Deux acteurs sont déjà derrière les barreaux pour leur rôle dans la pièce «La fiancée du loup», visée par une série de plaintes au motif qu'elle calomniait la famille royale sous couvert d'être une satire ancrée dans un royaume fictionnel.

Six autres artistes de cette troupe engagée («Prakai Fai», «Mettre le feu» en thaï) sont recherchés, en vertu de l'article 112, qui prévoit jusqu'à 15 ans de prison pour quiconque se rendrait coupable de lèse-majesté envers le roi, sa femme et leurs descendants, mais aussi ses aïeux.

Sur les six artistes recherchés, au moins deux d'entre eux ont déjà fui le royaume, se joignant à un flot de plusieurs dizaines d'intellectuels ou opposants politiques, en exil pour fuir des affaires de lèse-majesté ouvertes en cascade par les militaires depuis le coup d'Etat de mai dernier.

«Il y a une nappe de brouillard au-dessus du royaume», critique, sous couvert de l'anonymat un membre de la troupe, interrogé depuis son exil par l'AFP.

«Mais nous devons accepter que la Thaïlande a toujours des lois qui bloquent les opinions critiques, des lois qui ferment la bouche des gens», dit-il.

«La fiancée du loup» avait été jouée en octobre 2013 dans la prestigieuse université Thammasat de Bangkok pour le 40e anniversaire d'une révolte étudiante, réprimée dans le sang par l'armée.
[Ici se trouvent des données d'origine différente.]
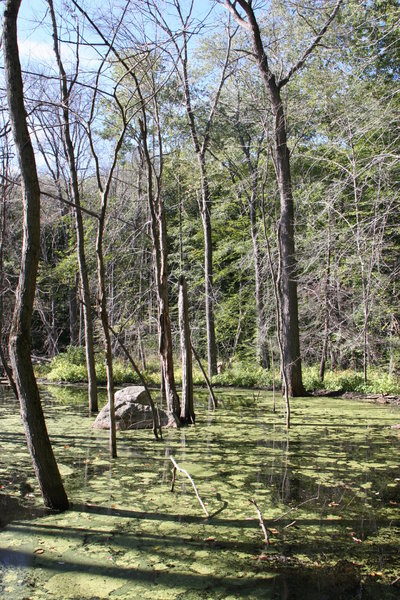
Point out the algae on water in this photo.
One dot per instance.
(328, 491)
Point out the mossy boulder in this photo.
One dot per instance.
(132, 411)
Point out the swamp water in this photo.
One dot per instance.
(329, 494)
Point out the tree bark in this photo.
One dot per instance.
(187, 409)
(289, 302)
(38, 441)
(80, 236)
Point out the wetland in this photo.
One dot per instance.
(328, 492)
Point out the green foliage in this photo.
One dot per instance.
(244, 374)
(378, 381)
(70, 366)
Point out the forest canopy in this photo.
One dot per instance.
(251, 147)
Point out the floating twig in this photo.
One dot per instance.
(298, 506)
(261, 520)
(178, 468)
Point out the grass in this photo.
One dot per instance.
(69, 367)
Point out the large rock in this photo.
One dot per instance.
(132, 411)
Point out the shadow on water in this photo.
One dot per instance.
(328, 492)
(341, 582)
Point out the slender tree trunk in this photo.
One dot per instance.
(289, 302)
(73, 315)
(262, 345)
(160, 256)
(327, 311)
(208, 271)
(20, 338)
(187, 410)
(106, 332)
(75, 194)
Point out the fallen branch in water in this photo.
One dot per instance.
(178, 468)
(261, 520)
(298, 506)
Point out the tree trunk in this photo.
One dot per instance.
(208, 273)
(38, 441)
(262, 345)
(165, 335)
(83, 273)
(160, 259)
(106, 333)
(327, 312)
(187, 409)
(289, 303)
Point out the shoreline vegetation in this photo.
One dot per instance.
(70, 368)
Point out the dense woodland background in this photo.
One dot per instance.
(209, 122)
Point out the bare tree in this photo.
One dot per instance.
(66, 91)
(244, 13)
(38, 441)
(200, 134)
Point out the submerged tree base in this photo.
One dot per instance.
(328, 493)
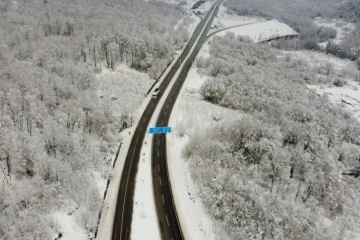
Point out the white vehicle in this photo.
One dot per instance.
(155, 93)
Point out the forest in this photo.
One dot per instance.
(277, 173)
(54, 130)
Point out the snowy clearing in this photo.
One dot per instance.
(225, 20)
(342, 28)
(262, 31)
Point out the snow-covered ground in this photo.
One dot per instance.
(115, 87)
(225, 20)
(68, 226)
(317, 59)
(342, 28)
(261, 31)
(191, 112)
(144, 215)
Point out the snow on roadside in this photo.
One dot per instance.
(144, 220)
(190, 113)
(261, 31)
(321, 59)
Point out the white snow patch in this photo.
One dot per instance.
(342, 28)
(225, 20)
(320, 59)
(261, 31)
(118, 91)
(348, 96)
(68, 226)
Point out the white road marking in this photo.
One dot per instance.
(167, 220)
(127, 182)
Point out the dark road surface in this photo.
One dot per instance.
(167, 217)
(168, 222)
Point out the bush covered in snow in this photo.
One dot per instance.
(54, 129)
(277, 173)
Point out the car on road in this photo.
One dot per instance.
(155, 93)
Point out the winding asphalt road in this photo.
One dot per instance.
(168, 220)
(169, 225)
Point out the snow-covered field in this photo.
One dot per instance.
(261, 31)
(225, 20)
(342, 28)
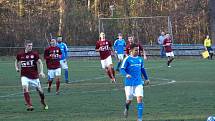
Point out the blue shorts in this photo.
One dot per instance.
(210, 50)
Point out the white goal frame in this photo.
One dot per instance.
(167, 20)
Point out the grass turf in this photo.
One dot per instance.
(184, 92)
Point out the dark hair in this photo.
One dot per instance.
(133, 45)
(27, 42)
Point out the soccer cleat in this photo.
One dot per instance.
(113, 80)
(125, 113)
(46, 107)
(49, 89)
(58, 92)
(30, 108)
(117, 69)
(67, 82)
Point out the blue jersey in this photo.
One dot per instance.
(119, 46)
(133, 66)
(64, 50)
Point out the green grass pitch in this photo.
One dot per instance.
(184, 92)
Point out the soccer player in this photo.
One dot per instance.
(160, 42)
(104, 47)
(52, 56)
(207, 45)
(63, 62)
(27, 61)
(167, 43)
(141, 51)
(119, 46)
(133, 70)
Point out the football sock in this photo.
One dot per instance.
(113, 72)
(27, 98)
(140, 108)
(57, 84)
(42, 97)
(50, 83)
(66, 75)
(109, 73)
(118, 65)
(127, 105)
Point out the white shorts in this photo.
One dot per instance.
(106, 62)
(170, 54)
(30, 82)
(131, 91)
(52, 73)
(64, 64)
(120, 56)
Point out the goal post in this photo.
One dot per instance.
(145, 29)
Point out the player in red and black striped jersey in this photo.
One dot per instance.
(141, 50)
(104, 47)
(167, 43)
(52, 56)
(27, 61)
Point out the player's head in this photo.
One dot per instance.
(120, 35)
(167, 36)
(131, 39)
(102, 35)
(162, 33)
(134, 49)
(53, 42)
(28, 45)
(59, 39)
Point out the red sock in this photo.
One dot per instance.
(50, 83)
(109, 73)
(27, 98)
(57, 84)
(42, 98)
(113, 71)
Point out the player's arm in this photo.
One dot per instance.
(146, 82)
(40, 65)
(205, 44)
(97, 48)
(17, 65)
(143, 71)
(123, 68)
(66, 51)
(46, 55)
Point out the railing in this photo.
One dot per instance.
(89, 51)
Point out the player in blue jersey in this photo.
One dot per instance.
(63, 60)
(133, 69)
(119, 47)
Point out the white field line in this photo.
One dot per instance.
(83, 80)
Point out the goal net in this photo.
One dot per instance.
(144, 29)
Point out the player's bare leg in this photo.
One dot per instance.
(50, 85)
(127, 104)
(27, 98)
(112, 73)
(107, 70)
(170, 59)
(42, 98)
(140, 108)
(57, 85)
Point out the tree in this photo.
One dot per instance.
(211, 7)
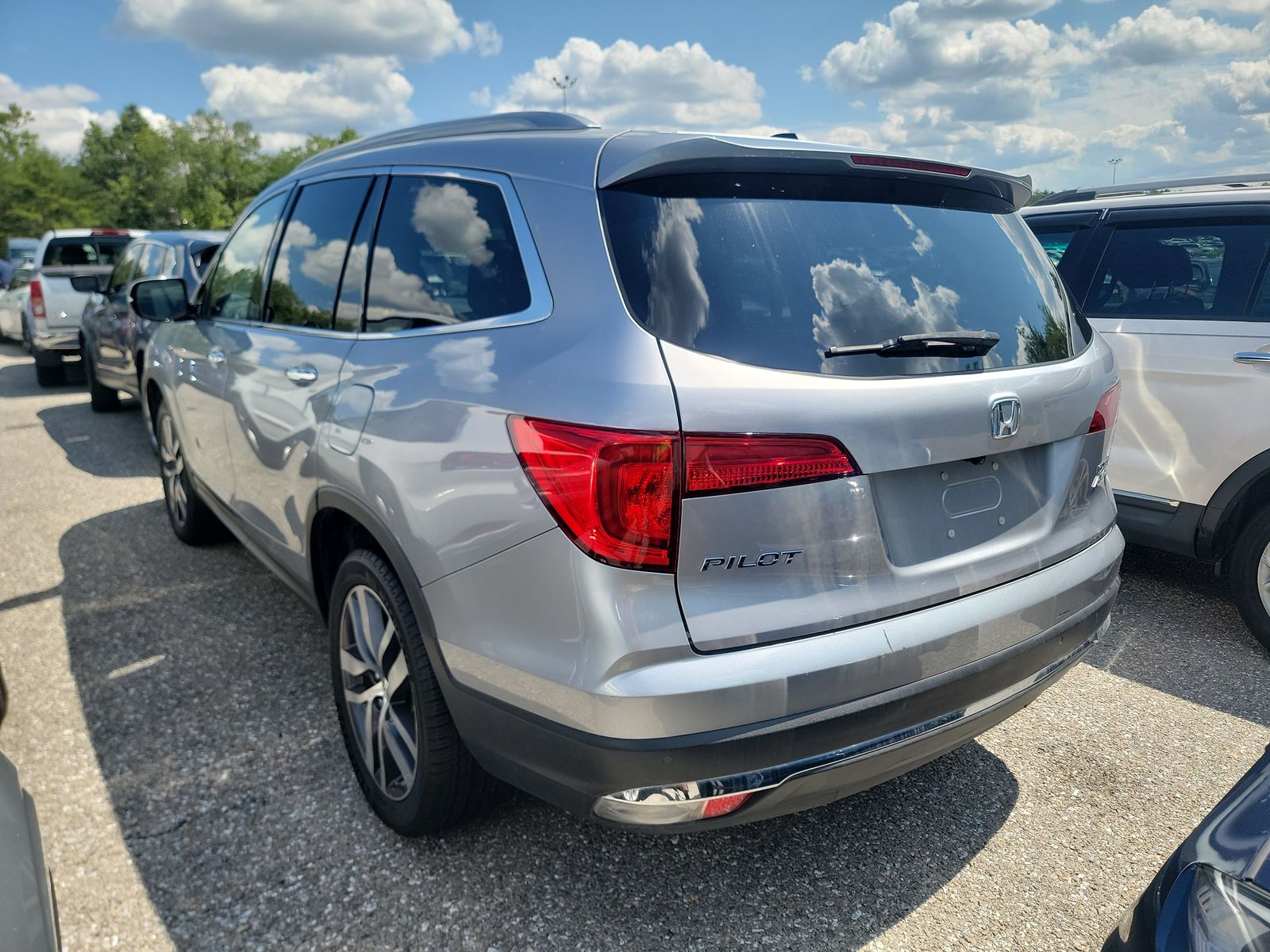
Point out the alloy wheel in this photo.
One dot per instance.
(173, 463)
(378, 693)
(1264, 578)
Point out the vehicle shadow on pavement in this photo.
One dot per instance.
(206, 691)
(19, 380)
(103, 444)
(1176, 630)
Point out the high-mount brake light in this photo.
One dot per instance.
(886, 162)
(1104, 414)
(616, 493)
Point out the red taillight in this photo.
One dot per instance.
(616, 493)
(37, 301)
(724, 805)
(887, 162)
(611, 490)
(723, 463)
(1104, 414)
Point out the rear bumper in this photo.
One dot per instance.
(63, 342)
(791, 763)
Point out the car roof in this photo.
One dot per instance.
(567, 149)
(1210, 190)
(186, 238)
(92, 232)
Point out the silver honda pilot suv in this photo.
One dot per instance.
(679, 480)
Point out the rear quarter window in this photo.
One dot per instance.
(776, 281)
(444, 253)
(1185, 271)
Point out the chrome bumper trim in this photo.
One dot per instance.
(1147, 501)
(664, 804)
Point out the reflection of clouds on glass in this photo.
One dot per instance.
(323, 264)
(446, 216)
(860, 306)
(248, 245)
(394, 292)
(465, 363)
(298, 236)
(677, 300)
(922, 243)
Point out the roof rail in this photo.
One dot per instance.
(1133, 188)
(475, 126)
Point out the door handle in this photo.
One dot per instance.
(306, 374)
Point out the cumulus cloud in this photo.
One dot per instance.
(489, 41)
(677, 86)
(979, 80)
(347, 90)
(60, 113)
(292, 32)
(1160, 36)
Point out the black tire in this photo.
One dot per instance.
(448, 786)
(1250, 594)
(101, 397)
(194, 522)
(50, 374)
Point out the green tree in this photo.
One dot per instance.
(279, 165)
(133, 171)
(37, 190)
(220, 168)
(198, 175)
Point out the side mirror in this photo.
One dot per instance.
(160, 300)
(88, 283)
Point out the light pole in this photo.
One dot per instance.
(564, 86)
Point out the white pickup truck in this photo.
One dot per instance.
(52, 308)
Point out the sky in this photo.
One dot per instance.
(1048, 88)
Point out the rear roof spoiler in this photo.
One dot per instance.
(709, 154)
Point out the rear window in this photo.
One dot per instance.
(71, 253)
(761, 273)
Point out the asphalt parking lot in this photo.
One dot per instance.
(171, 714)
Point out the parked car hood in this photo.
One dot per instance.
(1235, 837)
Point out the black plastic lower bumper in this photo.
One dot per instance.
(573, 770)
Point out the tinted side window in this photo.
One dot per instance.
(148, 257)
(1191, 271)
(234, 290)
(313, 251)
(1056, 243)
(122, 273)
(444, 254)
(352, 287)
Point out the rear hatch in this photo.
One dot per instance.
(67, 257)
(967, 469)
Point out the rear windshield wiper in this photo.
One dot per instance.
(958, 343)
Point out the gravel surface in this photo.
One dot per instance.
(171, 715)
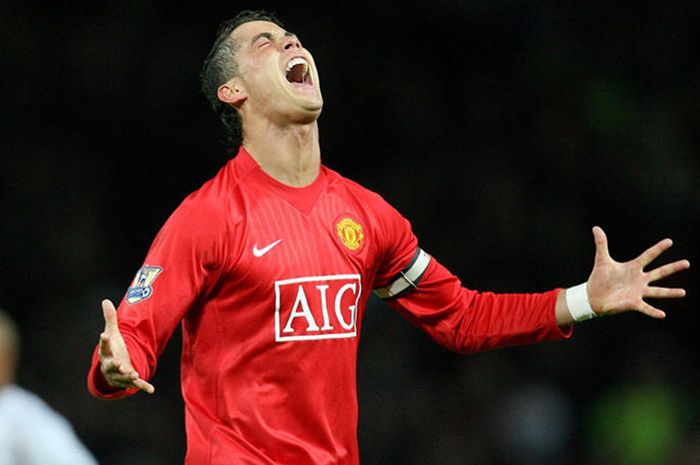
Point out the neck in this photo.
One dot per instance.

Le verdict est attendu le 23 février.

Les deux membres du groupe interpellés, l'étudiant Patiwat Saraiyaem, 23, et Porntip Mankong, 26 ans, ont tous deux plaidé coupable lors d'une audience la semaine dernière à Bangkok.

En multipliant les affaires de lèse-majesté, censées protéger le roi Bhumibol Adulyadej, 87 ans, la junte au pouvoir est accusée de vouloir remodeler le paysage politique en profondeur, afin de se débarrasser durablement de l'influence de l'ex-Premier ministre Thaksin Shinawatra, lui-même en exil pour échapper à une condamnation pour malversations.

Dans la perspective de la succession du roi, malade, la loi de lèse-majesté «est utilisée comme un outil pour se débarrasser de l'opposition», dénonce le membre de la troupe de théâtre interrogé par l'AFP.

Appels à la dénonciation

Et la dénonciation de tout crime de lèse-majesté est encouragée, avec des patrouilles renforcées de «cyber-scouts» traquant les contrevenants sur internet.

Des groupes de volontaires ultra-royalistes comme l'Organisation de collecte des ordures ont des numéros spécialement dédiés à ces dénonciations.

Selon la Fédération internationale des droits de l'Homme (Fidh), basée à Paris, 18 personnes ont été interpellées depuis le coup d'Etat.

A cette liste, s'ajoutent plusieurs arrestations de hauts-responsables de la police accusés de lèse-majesté, dont des proches de la princesse Srirasmi, femme du prince héritier, déchue depuis de son titre et séparée du prince.

Parmi les anonymes tombés sous le coup de l'article 112, figure un chauffeur de taxi condamné à deux ans et demi de prison après que son passager a enregistré ses propos sur son téléphone. Un historien de premier plan a quant à lui fait l'objet d'une plainte pour avoir critiqué un roi dont le règne remonte à plus de 400 ans.

David Streckfuss, rare analyste basé en Thaïlande à accepter de commenter le sujet, s'attend à voir émerger «de plus en plus d'affaires», avec ces recours aux dénonciations par des informateurs au sein de la population.

Les affaires ouvertes après le coup sont désormais jugées devant des tribunaux militaires, compliquant encore la couverture de ces procès par les médias locaux et internationaux, soumis à une forte auto-censure sur le sujet.

Impossible par exemple de citer quelles scènes de la Fiancée du loup sont jugées diffamatoires au risque d'être également poursuivis. La police elle-même ne le précise pas.

Un intellectuel proche des Chemises rouges (puissant mouvement pro-Thaksin), Jaran Ditapichai, est à l'origine de la participation de la troupe Prakai Fai aux commémorations à l'université Thammasat. Il est lui aussi poursuivi pour «lèse-majesté» et vient de recevoir le statut de réfugié politique en France.

Etre poursuivi pour lèse-majesté étant un marqueur à vie très handicapant dans la société thaïlandaise, le message lancé par les militaires aux dissidents en exil et plus largement à la population est clair. «Quand vous êtes accusé de l'article 112, vous ne pouvez jamais revenir en Thaïlande», dit-il.